El viento trajo consigo el olor a sal del mar esa tarde. Ji-ho estaba afuera, barriendo las hojitas del porche, cuando escuchó pasos conocidos. No necesitaba girarse para saber que era Ha-joon.
—¿Puedo quedarme un rato? —preguntó él, sin preámbulos.
Ji-ho asintió. Ya no necesitaban muchas palabras.
Se sentaron juntos en los escalones de madera, mirando el horizonte. Tae-oh dormía dentro, exhausto de tanto correr. Una manta lo cubría, y su pequeño pecho subía y bajaba con tranquilidad.
—Hoy me preguntó si te ibas a quedar para siempre —dijo Ha-joon, sin mirarlo.
Ji-ho apretó un poco más la taza de té que sostenía.
—¿Y qué le respondiste?
—Que eso solo lo sabías vos.
Silencio.
Una gaviota cruzó el cielo, y por unos segundos, lo único que se escuchó fue el vaivén del mar.
—No tengo muchas cosas claras, Ji-ho —dijo Ha-joon, bajito—. Pero hay algo que sí sé: cuando estoy acá, contigo, todo duele menos.

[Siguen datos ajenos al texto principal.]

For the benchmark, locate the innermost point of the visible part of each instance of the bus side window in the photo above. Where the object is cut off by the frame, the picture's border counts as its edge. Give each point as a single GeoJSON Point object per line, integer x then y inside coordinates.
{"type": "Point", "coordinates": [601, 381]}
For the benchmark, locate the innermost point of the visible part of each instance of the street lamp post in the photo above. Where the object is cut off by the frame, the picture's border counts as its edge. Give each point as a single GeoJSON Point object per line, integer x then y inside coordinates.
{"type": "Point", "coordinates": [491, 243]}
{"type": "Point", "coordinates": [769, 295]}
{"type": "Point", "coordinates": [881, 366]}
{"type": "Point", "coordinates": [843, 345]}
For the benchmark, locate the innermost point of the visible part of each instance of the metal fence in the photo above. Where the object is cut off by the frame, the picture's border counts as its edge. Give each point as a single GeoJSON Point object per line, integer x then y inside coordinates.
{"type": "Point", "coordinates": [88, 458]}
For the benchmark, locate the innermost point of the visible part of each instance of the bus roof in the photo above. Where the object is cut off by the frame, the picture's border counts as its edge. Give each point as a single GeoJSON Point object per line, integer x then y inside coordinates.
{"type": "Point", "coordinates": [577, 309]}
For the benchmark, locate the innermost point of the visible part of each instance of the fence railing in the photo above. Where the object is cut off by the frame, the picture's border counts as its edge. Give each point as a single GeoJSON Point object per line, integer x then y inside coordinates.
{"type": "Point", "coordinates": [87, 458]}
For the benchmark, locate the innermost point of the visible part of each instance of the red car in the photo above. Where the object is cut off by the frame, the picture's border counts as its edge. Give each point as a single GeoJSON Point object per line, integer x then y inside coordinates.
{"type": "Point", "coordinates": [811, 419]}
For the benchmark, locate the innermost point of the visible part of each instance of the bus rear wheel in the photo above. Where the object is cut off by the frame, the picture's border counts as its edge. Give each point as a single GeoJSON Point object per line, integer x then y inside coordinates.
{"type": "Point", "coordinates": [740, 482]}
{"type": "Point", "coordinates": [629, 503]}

Ji-ho giró el rostro, sorprendido. Pero no habló. Solo extendió una mano, tímida, hacia la de él.
Ha-joon la tomó.
No fue un beso, ni una confesión ruidosa. Fue un apretón suave, un calor compartido.
Y bastó.
Esa noche, mientras cerraba la florería, Ji-ho encontró un pequeño papel bajo una maceta. Era el dibujo de Tae-oh: los tres juntos, con flores en las manos y corazones flotando sobre sus cabezas.
Detrás, con letra insegura, decía:
“Quiero que seamos una familia.”
Ji-ho guardó el papel en su cuaderno, junto a las notas que había escrito sobre flores que nacen en invierno.
Porque algunas cosas no necesitan decirse en voz alta.
Solo florecer, cuando todo está listo.